実際、少なくとも80年前に遡る判例が数多く存在し、他の科学者による成功はあったものの、発明者による「発明の認識と評価」がなかった場合、初期の着想日が否定されている(裁判所はこれらの判例には触れていない)。ここで言っていることは、CVCチームが自らの発明の重要性を理解していなかったという意味ではない。むしろ、PTABが「他の科学者の行動をCVCチームの考えの証拠としなかったこと」は正しかったということを意味するに過ぎない。この論理は、概念の対象、つまり推定上の発明者が明確かつ永続的な考えを持っているはずのものを曖昧にする。この判決は、過去の判例であるHitzeman v. Rutter(「わずかな希望」基準を明確にした判例)を引用し、生物学的「結果」を重視する発明と生物学的「機能」を主張する発明を区別することで、この区別を試みているが、この区別は、聞こえるほどには根拠は無い。

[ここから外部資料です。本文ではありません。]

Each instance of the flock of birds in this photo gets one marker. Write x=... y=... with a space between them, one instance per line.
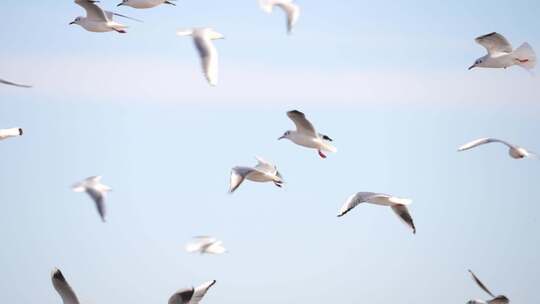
x=500 y=54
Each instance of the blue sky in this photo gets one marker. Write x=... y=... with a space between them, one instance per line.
x=387 y=80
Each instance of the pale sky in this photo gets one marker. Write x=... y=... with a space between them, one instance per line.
x=388 y=81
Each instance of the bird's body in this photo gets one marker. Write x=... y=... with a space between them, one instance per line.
x=263 y=172
x=502 y=55
x=96 y=190
x=62 y=287
x=143 y=4
x=513 y=150
x=98 y=20
x=398 y=205
x=191 y=295
x=12 y=132
x=291 y=10
x=202 y=38
x=206 y=245
x=306 y=136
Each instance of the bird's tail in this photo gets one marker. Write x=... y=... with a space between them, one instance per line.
x=525 y=56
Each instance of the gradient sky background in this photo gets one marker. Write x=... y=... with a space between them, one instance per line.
x=387 y=80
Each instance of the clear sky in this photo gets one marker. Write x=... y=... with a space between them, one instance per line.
x=387 y=80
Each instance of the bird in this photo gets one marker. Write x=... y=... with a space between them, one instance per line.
x=292 y=10
x=191 y=295
x=262 y=172
x=62 y=287
x=206 y=244
x=98 y=20
x=145 y=3
x=14 y=84
x=502 y=55
x=398 y=205
x=495 y=300
x=514 y=151
x=97 y=191
x=202 y=37
x=12 y=132
x=306 y=136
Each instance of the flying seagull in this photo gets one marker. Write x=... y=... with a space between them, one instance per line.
x=306 y=136
x=202 y=37
x=14 y=84
x=514 y=151
x=13 y=132
x=145 y=3
x=262 y=172
x=495 y=300
x=62 y=287
x=502 y=55
x=398 y=205
x=191 y=295
x=206 y=244
x=96 y=190
x=291 y=10
x=98 y=20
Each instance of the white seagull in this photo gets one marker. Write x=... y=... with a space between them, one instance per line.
x=305 y=134
x=502 y=55
x=496 y=299
x=144 y=3
x=98 y=20
x=292 y=10
x=14 y=84
x=96 y=190
x=202 y=37
x=514 y=151
x=191 y=295
x=262 y=172
x=13 y=132
x=206 y=244
x=398 y=205
x=62 y=287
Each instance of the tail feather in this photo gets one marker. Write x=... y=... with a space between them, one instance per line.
x=525 y=56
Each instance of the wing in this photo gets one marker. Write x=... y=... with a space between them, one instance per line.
x=480 y=284
x=14 y=84
x=209 y=58
x=353 y=201
x=483 y=141
x=494 y=43
x=99 y=199
x=182 y=296
x=200 y=291
x=92 y=10
x=63 y=288
x=238 y=174
x=404 y=215
x=302 y=124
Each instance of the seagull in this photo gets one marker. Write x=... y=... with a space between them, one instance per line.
x=62 y=287
x=14 y=84
x=7 y=133
x=398 y=205
x=514 y=151
x=191 y=295
x=206 y=244
x=496 y=299
x=262 y=172
x=292 y=10
x=305 y=134
x=502 y=55
x=96 y=190
x=202 y=37
x=144 y=3
x=98 y=20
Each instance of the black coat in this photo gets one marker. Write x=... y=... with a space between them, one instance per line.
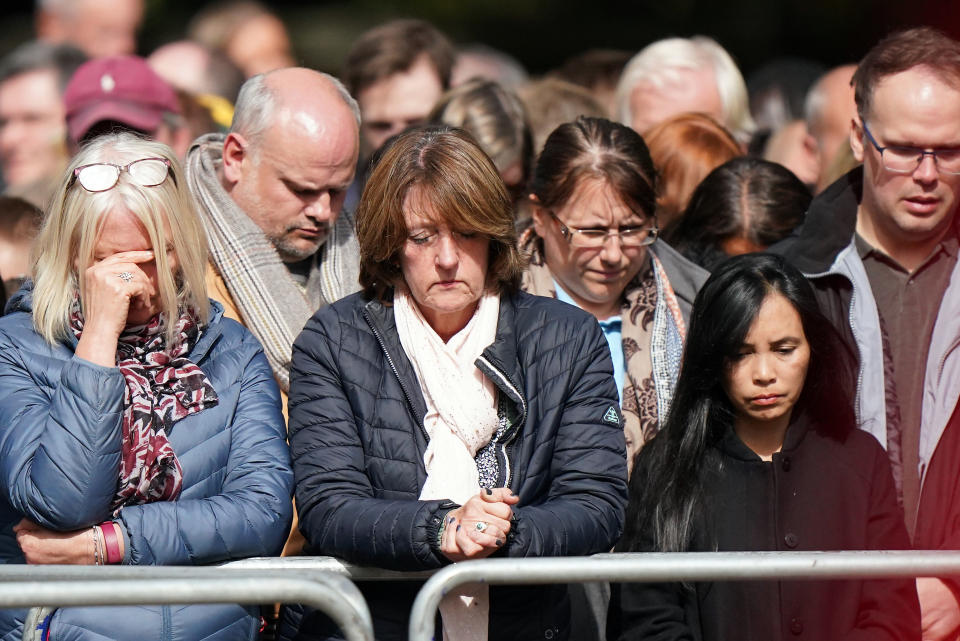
x=357 y=439
x=818 y=493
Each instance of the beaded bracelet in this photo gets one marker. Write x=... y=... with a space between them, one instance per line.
x=110 y=543
x=96 y=546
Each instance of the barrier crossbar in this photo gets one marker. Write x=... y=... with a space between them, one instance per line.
x=662 y=567
x=62 y=586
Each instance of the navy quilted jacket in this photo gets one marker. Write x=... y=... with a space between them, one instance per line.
x=357 y=439
x=60 y=452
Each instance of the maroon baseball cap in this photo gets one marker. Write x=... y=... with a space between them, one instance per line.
x=121 y=88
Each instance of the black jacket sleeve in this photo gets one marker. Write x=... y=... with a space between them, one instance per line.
x=339 y=514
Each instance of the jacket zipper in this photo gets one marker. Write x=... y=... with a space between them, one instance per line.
x=493 y=372
x=403 y=387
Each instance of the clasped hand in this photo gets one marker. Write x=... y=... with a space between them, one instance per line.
x=111 y=287
x=41 y=546
x=462 y=540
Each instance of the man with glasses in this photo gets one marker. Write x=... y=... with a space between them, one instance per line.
x=880 y=246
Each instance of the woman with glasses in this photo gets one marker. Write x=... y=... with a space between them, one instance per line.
x=441 y=415
x=137 y=425
x=594 y=244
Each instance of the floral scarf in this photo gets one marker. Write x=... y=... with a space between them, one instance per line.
x=646 y=390
x=162 y=387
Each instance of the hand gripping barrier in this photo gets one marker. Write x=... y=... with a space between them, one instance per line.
x=61 y=586
x=688 y=566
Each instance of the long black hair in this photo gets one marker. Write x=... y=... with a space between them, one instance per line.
x=665 y=492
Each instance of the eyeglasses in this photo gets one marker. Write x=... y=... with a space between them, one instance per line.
x=631 y=236
x=101 y=176
x=905 y=160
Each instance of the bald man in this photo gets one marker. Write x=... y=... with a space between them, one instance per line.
x=271 y=192
x=829 y=110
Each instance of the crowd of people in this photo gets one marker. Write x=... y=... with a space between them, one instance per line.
x=431 y=309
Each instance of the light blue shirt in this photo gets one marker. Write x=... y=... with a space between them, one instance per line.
x=612 y=332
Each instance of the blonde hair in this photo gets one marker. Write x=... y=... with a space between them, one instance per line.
x=658 y=63
x=76 y=219
x=495 y=118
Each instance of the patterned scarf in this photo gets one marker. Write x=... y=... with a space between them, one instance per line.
x=273 y=306
x=161 y=388
x=648 y=307
x=461 y=419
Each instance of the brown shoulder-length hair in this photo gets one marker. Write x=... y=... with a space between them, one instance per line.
x=464 y=188
x=685 y=149
x=596 y=148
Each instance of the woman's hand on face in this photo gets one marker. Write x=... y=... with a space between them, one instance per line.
x=41 y=546
x=107 y=300
x=463 y=540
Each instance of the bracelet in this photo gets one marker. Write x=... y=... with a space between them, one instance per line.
x=110 y=543
x=442 y=529
x=96 y=546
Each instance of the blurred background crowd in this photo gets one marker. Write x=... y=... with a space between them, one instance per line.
x=560 y=59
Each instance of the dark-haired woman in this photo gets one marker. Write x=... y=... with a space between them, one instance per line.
x=441 y=415
x=594 y=244
x=744 y=205
x=760 y=452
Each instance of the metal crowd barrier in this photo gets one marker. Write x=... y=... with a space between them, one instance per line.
x=689 y=566
x=24 y=586
x=326 y=583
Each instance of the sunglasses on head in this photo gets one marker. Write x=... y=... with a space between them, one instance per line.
x=101 y=176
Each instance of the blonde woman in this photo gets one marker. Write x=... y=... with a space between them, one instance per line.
x=137 y=425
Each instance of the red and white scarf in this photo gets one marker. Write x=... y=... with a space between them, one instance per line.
x=162 y=387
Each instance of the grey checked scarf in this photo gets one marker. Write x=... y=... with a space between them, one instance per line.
x=270 y=302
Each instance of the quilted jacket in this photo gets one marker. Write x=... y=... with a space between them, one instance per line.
x=357 y=439
x=60 y=451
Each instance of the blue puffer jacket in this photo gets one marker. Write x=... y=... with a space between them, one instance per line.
x=60 y=452
x=357 y=438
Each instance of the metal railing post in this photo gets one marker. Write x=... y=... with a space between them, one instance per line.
x=687 y=566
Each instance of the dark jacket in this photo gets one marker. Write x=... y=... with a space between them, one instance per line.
x=823 y=249
x=818 y=493
x=357 y=439
x=60 y=419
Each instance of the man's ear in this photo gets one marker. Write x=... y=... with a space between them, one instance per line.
x=234 y=154
x=539 y=215
x=856 y=138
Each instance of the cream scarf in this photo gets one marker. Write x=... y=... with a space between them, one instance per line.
x=461 y=418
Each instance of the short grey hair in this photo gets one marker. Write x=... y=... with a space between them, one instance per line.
x=257 y=102
x=659 y=62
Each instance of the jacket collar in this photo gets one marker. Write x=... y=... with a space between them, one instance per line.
x=499 y=361
x=828 y=227
x=731 y=445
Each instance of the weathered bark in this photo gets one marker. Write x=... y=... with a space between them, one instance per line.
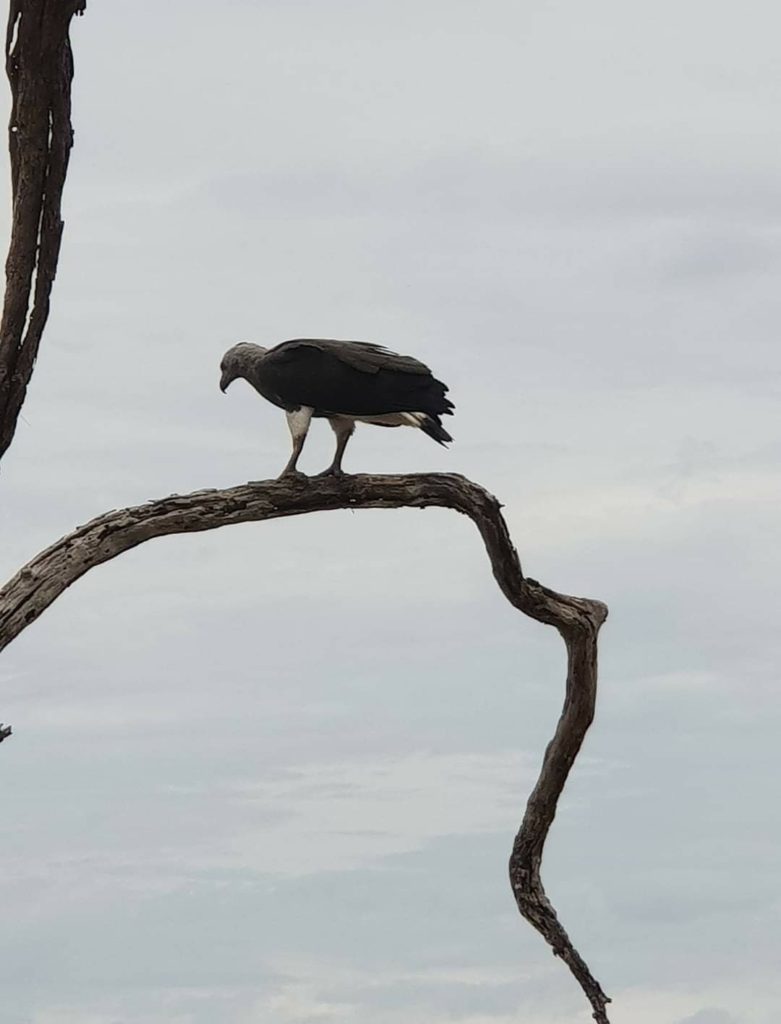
x=577 y=620
x=39 y=65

最後に、この判決は、CRISPRに関する裁判所の以前の判決とも矛盾している。 CRISPRに関する最初の意見は、2012年当時、CVCの発明者は真核生物においてその発明を機能させることに成功するという合理的な期待を持っていなかったため、真核生物のゲノム編集は原核生物のゲノム編集とは別に特許性があると結論付けた。ここでも、CVCは「真核細胞の編集に成功するという合理的な期待を持っていなかった」としながらも、「日常的な材料と方法でそのような細胞を編集するという明確かつ永続的なアイデアを持っていた」と矛盾を呈している。
[出典] A "Bare Hope of A Result": The Second CRISPR Patent Appeal. Sherkow JS. CRISPR J. 2025-07-17.